Filed under Monasteries, Sixteenth Century

4 responses to “Darley Abbey

  1. The Hon. Baronet, Kevin James Parr

    Interesting but what is meant by 19 years where Christ and his followers slept? The other thing is that a select sect of monks and nuns called Gilbertines built Ravenstonedale church and their cells are still there.Ravenstone is in Cumbria in fact it is Westmorland really. The site dates from the mid 12th century and it proves that this Order did move into England and so the historians are wrong.The church is in use even today.

  2. The nineteen years is a quote from the Peterborough Chronicle alluding to the civil war between Stephen and Matilda. It’s sometimes called the “nineteen long winters.” But you’re quite right I should have referenced it. Ravenstone is lovely, a real gem that you stumble upon – but I thought the Gilbertines were the only homegrown monastic order, so as to speak, in the country – Lincolnshire was where they originally came from. It’s a lovely little church at Ravenstonedale with the pews longways on rather than facing East. That reminds me, I really do need to continue to do my research on Cumbrian monasteries. Hey ho, its easy to get sidetracked.

    • The Hon. Baronet, Kevin James Parr

      Thank you dear Julia. Indeed the church in Ravenstone is lovely. I worked on that dig alongside Doctor Raven Frankland who owned even that old ruin of a castle in Mallerstang. No connection to Uther Pendragon as it is of Norman origin.Raven thought the river was altered as in legend to build what was washed away three times.I think poetic license is the thing here. We all have other things to occupy our minds and I am the greatest for not remembering to flag interesting information. Pity I never met you we could have had such a long chat on what we both seem to love and that is history. I am trying hard to research my family and back to 1212 now then a block that makes me think we came from Anjou around that time. Or we became Knight Temple fighters and fled to Malta and then England. Du Parre is not listed in the members book of that sect. My ancestor Queen Kateryn Parr was under the impression that we came over as gentleman merchants and married into the Earl of Derby family. It would account for William Parr being released by the hand of King Edward 111 when arrested for the murder of John Haigh, Burgermaster in Kendal. He called Parr his own cousin and made him Baron Parr of Kendal.He is buried in the old Parr Chapel in Kendal Parish Church which is next to the Strickland Chapel. Both ruined by Jacobite army in retreat. My great grandfather gave his castle and lands to the good people of Kendal on Queen Victoria Jubilee. It was then snatched by the Council.

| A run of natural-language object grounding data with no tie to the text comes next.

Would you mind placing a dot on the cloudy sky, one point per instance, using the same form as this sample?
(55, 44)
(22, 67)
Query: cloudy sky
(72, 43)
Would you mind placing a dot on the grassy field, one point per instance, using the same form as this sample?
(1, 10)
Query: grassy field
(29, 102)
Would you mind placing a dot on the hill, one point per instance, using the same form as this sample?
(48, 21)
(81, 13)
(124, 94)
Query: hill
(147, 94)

  3. The Hon. Baronet, Kevin James Parr

    TODAY is the anniversary of RMS Lusitania sinking and according to the wrecks new owner ,an American, who says the ship went down so fast not just from the U boats torpedo but by arms and explosives in her hold. They seem to blame Churchill as First Lord for using a passenger ship as war duties. Now why the hell would the British Government send arms to USA who in 1915 had no intent of joining in against the German Prussian war we fought as World War one? If arms found in the hold had been the cause of explosion then how are they still there? Maybe finding a few rifle bullets are proof of lies by my Godfather then I take it up as fight with this man who suggests it. If arms and weapons reached America maybe the gangsters had planted them as not one once of use to our troops fighting the fronts in France and Belgium. Churchill still gets the blame for most things he had little to do with and his big sin was not to accuse that man who ordered the army to land in Norway and where slaughtered by German guns already expecting them. That man had just gone down at sea in a ship wreck and Churchill took the blame for something he had warned everyone about before it happened. I thought it something that might interest you.